Searchable Attribute Order
Multiple searchable attributes are usually ranked: a match in name outweighs a match in description. Algolia and Meilisearch let you set the order:
searchableAttributes: [
"name", // highest weight
"brand",
"category",
"tags",
"description", // lowest weight
]A bad order ruins relevance: if description outranks name, "espresso" matches anything that mentions espresso anywhere, not espresso machines first.
Relevance Tuning
Default relevance is good. Custom ranking signals are how you make it great.
Built-in Ranking Rules
Most engines rank by:
- Typos — fewer typos rank higher
- Proximity — query words close together rank higher
- Attribute — match in higher-weight attribute ranks higher
- Exactness — exact match outranks prefix match
- Custom signals (your turn)
Custom Ranking
Add signals that reflect business value:
- Popularity — items with more views/clicks rank higher
- Stock — in-stock items above out-of-stock
- Recency — newer items boosted
- Featured / promoted — manual boosts
// Meilisearch: rank tied results by these attributes
"rankingRules": [
"words", "typo", "proximity", "attribute", "exactness",
"popularity:desc", // custom: most popular wins ties
"in_stock:desc",
]Synonyms
// Algolia / Meilisearch synonyms
{
"couch": ["sofa", "loveseat"],
"sneakers": ["trainers", "tennis shoes"],
}Mine your search analytics for queries that should match: "what's the difference between sneakers and trainers" → same products.

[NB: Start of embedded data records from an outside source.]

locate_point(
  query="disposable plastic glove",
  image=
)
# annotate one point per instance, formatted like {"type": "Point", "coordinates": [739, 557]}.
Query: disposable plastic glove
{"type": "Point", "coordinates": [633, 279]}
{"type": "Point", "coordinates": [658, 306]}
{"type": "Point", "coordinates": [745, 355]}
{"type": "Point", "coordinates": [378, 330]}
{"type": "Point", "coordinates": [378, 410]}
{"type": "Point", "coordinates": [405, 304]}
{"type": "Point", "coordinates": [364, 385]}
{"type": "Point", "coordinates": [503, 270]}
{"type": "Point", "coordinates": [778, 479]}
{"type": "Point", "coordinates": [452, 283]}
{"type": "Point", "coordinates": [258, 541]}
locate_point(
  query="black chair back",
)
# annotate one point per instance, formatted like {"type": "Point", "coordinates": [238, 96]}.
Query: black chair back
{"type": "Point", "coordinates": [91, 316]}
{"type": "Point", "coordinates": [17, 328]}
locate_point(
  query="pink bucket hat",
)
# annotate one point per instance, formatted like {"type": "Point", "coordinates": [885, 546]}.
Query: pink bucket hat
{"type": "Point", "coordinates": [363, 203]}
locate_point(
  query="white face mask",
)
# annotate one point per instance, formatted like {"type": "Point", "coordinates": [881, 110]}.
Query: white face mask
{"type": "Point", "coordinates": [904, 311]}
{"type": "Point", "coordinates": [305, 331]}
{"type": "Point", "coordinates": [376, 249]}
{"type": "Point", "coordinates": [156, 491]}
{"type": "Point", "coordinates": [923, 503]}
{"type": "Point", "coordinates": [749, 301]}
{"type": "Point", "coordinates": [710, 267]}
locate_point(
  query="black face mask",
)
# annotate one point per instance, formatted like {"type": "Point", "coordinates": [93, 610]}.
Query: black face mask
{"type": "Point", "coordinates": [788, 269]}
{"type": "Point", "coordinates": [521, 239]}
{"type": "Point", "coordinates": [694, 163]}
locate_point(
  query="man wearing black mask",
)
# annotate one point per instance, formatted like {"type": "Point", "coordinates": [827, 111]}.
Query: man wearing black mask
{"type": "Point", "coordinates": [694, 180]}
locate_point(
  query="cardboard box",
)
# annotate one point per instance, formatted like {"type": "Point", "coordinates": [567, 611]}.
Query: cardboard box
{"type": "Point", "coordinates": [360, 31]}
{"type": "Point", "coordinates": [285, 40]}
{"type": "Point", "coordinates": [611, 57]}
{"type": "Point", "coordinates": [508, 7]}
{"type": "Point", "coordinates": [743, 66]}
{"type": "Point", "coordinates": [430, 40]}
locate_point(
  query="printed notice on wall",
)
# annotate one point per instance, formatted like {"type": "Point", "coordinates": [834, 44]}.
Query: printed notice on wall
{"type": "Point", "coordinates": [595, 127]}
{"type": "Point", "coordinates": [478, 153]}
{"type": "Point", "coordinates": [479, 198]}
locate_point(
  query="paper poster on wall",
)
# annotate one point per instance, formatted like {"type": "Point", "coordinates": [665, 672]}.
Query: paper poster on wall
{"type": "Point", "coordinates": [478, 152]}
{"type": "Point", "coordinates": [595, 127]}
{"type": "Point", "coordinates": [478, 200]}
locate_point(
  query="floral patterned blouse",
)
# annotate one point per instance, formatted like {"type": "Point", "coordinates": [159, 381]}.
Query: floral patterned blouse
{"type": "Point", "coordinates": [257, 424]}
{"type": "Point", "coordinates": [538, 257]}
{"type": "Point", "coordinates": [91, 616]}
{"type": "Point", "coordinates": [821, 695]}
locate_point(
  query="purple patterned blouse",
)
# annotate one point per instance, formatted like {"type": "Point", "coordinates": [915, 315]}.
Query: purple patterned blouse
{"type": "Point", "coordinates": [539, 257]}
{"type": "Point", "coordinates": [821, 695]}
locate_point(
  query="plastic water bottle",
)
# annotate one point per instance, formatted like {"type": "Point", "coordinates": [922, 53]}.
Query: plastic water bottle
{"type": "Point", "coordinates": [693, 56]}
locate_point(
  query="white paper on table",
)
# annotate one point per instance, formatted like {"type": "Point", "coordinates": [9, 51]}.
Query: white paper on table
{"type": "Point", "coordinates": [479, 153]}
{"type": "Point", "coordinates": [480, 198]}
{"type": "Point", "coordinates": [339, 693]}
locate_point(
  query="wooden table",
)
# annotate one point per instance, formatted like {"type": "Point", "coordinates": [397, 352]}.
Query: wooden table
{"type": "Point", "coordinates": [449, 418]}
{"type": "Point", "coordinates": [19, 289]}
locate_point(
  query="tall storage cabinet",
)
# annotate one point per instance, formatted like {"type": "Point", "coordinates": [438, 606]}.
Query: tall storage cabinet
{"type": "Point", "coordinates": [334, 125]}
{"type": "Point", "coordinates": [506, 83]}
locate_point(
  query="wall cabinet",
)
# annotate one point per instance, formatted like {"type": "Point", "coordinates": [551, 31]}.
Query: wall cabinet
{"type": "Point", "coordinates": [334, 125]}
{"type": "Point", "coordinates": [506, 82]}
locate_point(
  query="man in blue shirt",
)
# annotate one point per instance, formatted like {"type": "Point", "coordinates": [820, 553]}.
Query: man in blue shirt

Click-Through Tuning (the dream goal)
Top-tier search:
- Log every query + click.
- Build a model: which queries / contexts make which results valuable.
- Re-rank: rank up things that get clicked, down things that don't.
Algolia bakes click-tuning into their product. With Meilisearch/Typesense you can roll your own using a custom ranking attribute that you periodically recompute from click data.
Indexing Strategy
Batch on Initial Load, Stream on Updates
Initial indexing of millions of records — batch (5,000 docs per request, parallel). Once steady-state, push individual document updates as they happen (CDC stream, message queue, app-level hooks).
// Bulk indexing
const BATCH = 5000;
for (let i = 0; i < docs.length; i += BATCH) {
await index.addDocuments(docs.slice(i, i + BATCH));
}
// Streaming updates
await index.updateDocuments([changedDoc]); // single docAsync indexing is the norm — addDocuments returns immediately with a task ID; the engine indexes in the background. Poll the task or just trust it for non-critical paths.
CDC From Your Database
The reliable pattern: change-data-capture from Postgres / MySQL → message queue → indexer → search engine.
Postgres ──► Debezium ──► Kafka ──► indexer service ──► Meilisearch
(logical replication or wal2json)This guarantees the search index converges with the database, handles backfills, and survives transient failures.
For smaller scale, outbox pattern in your app: write to DB and an outbox table in the same transaction; a worker reads outbox and pushes to search.
Re-indexing
Sometimes you have to wipe and reindex (schema change, ranking config that requires it). Strategies:
| Strategy | Notes |
|---|---|
| Atomic swap | Index into products_v2; switch app to point to it; delete products. Zero downtime. |
| In-place re-index | Engine handles; brief period of split state |
| Reindex while writes continue | Pause writes (small downtime) OR dual-write to old and new |
Atomic swap (also called "blue-green index") is the safe default.
Security
Public Keys for Frontend
Never put admin / master keys in the browser. Issue search-only keys scoped to specific indexes:
// Meilisearch
{
description: "Public search key",
actions: ["search"],
indexes: ["products"],
expiresAt: null,
}Per-user scoped keys with attribute filters are useful for multi-tenant:
// Algolia secured API key — signs the user's tenant filter into the key
const secureKey = algoliasearch.generateSecuredApiKey(
searchKey,
{ filters: 'tenant_id:42' }
);The key embeds the filter — the user can search, but only within their tenant's data. They can't tamper with the filter (HMAC-signed).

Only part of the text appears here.